Introduction Remote Sensing
Figure 1: The rows of color tiles are replicated in the right as complementary gray tones. On the left, we can make out 18 to 20 different shades of color. On the right, only 7 shades of gray can be distinguished. (Source: PhysicalGeography.net)
Remote sensing can be defined as the collection of data about an object from a distance. Humans and many other types of animals accomplish this task with aid of eyes or by the sense of smell or hearing. Earth scientists use the technique of remote sensing to monitor or measure phenomena found in the Earth's lithosphere, biosphere, hydrosphere, and atmosphere. Remote sensing of the environment by geographers is usually done with the help of mechanical devices known as remote sensors. These gadgets have a greatly improved the ability to receive and record information about an object without any physical contact. Often, these sensors are positioned away from the object of interest by using helicopters, planes, and satellites. Most sensing devices record information about an object by measuring an object's transmission of electromagnetic energy from reflecting and radiating surfaces. These sensors are either passive or active. Passive sensors detect energy when the naturally occurring energy is available such as sun energy. Active sensors provide their own energy source as radar waves and record its reflection on the target.

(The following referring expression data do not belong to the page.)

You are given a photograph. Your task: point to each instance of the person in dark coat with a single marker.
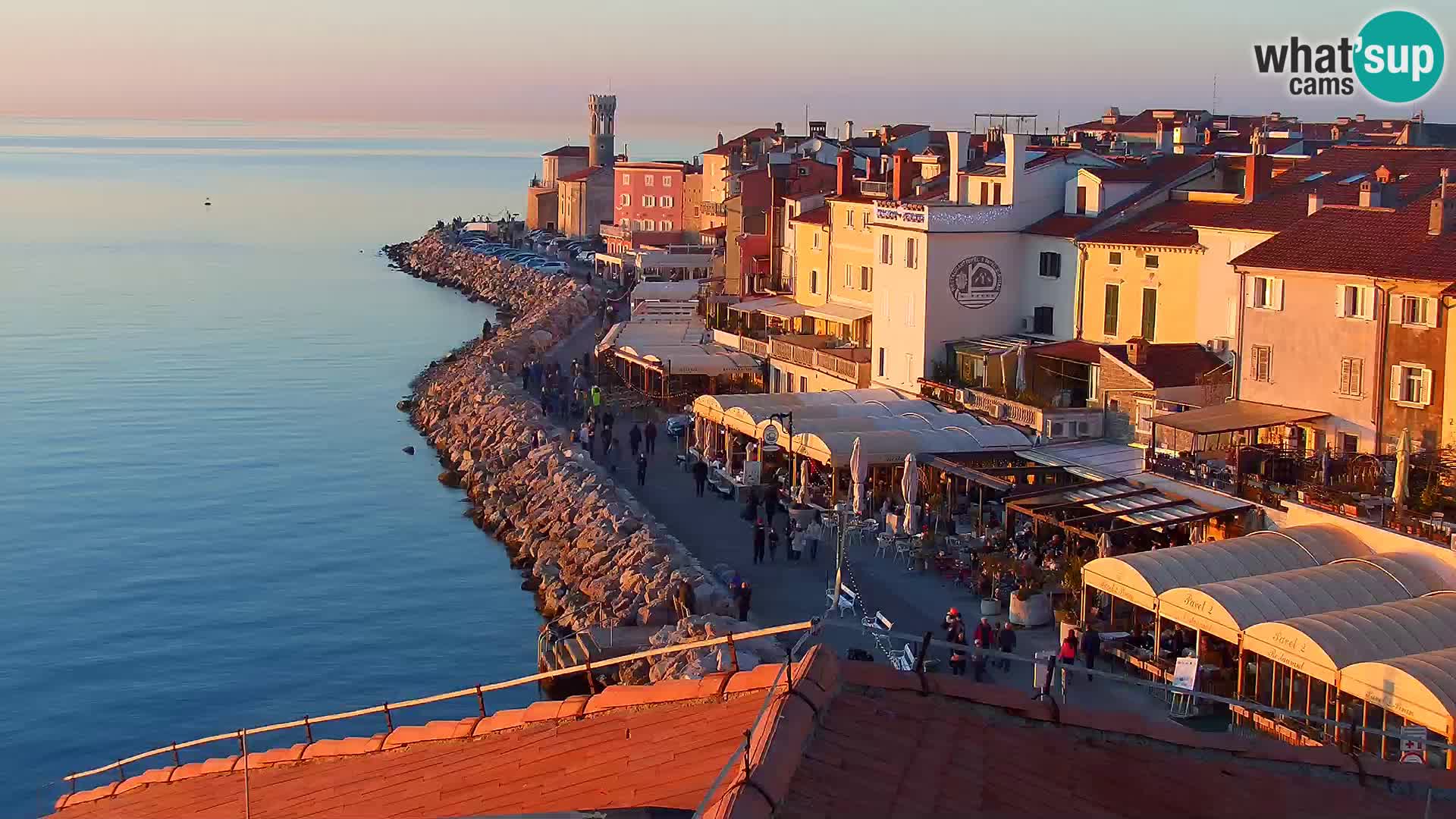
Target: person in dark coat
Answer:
(635, 439)
(1091, 648)
(701, 475)
(956, 632)
(1006, 642)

Remote sensing imagery has many applications in mapping land-use and cover, agriculture, soils mapping, forestry, city planning, archaeological investigations, military observation, and geomorphological surveying, among other uses. For example, foresters use aerial photographs for preparing forest cover maps, locating possible access roads, and measuring quantities of trees harvested. Specialized photography using color infrared film has also been used to detect disease and insect damage in forest trees.
Table 1: Major regions of the electromagnetic spectrum. | ||
Region Name | Wavelength | Comments |
Gamma Ray | < 0.03 nanometers | Entirely absorbed by the Earth's atmosphere and not available for remote sensing. |
X-ray | 0.03 to 30 nanometers | Entirely absorbed by the Earth's atmosphere and not available for remote sensing. |
Ultraviolet | 0.03 to 0.4 micrometers | Wavelengths from 0.03 to 0.3 micrometers absorbed by ozone in the Earth's atmosphere. |
Photographic Ultraviolet | 0.3 to 0.4 micrometers | Available for remote sensing the Earth. Can be imaged with photographic film. |
Visible | 0.4 to 0.7 micrometers | Available for remote sensing the Earth. Can be imaged with photographic film. |
Infrared | 0.7 to 100 micrometers | Available for remote sensing the Earth. Can be imaged with photographic film. |
Reflected Infrared | 0.7 to 3.0 micrometers | Available for remote sensing the Earth. Near Infrared 0.7 to 0.9 micrometers. Can be imaged with photographic film. |
Thermal Infrared | 3.0 to 14 micrometers | Available for remote sensing the Earth. This wavelength cannot be captured with photographic film. Instead, mechanical sensors are used to image this wavelength band. |
Microwave or Radar | 0.1 to 100 centimeters | Longer wavelengths of this band can pass through clouds, fog, and rain. Images using this band can be made with sensors that actively emit microwaves. |
Radio | > 100 centimeters | Not normally used for remote sensing the Earth. |
The simplest form of remote sensing uses photographic cameras to record information from visible or near infrared wavelengths (Table 1). In the late 1800s, cameras were positioned above the Earth's surface in balloons or kites to take oblique aerial photographs of the landscape. During World War I, aerial photography played an important role in gathering information about the position and movements of enemy troops. These photographs were often taken from airplanes. After the war, civilian use of aerial photography from airplanes began with the systematic vertical imaging of large areas of Canada, the United States, and Europe. Many of these images were used to construct topographic and other types of reference maps of the natural and human-made features found on the Earth's surface.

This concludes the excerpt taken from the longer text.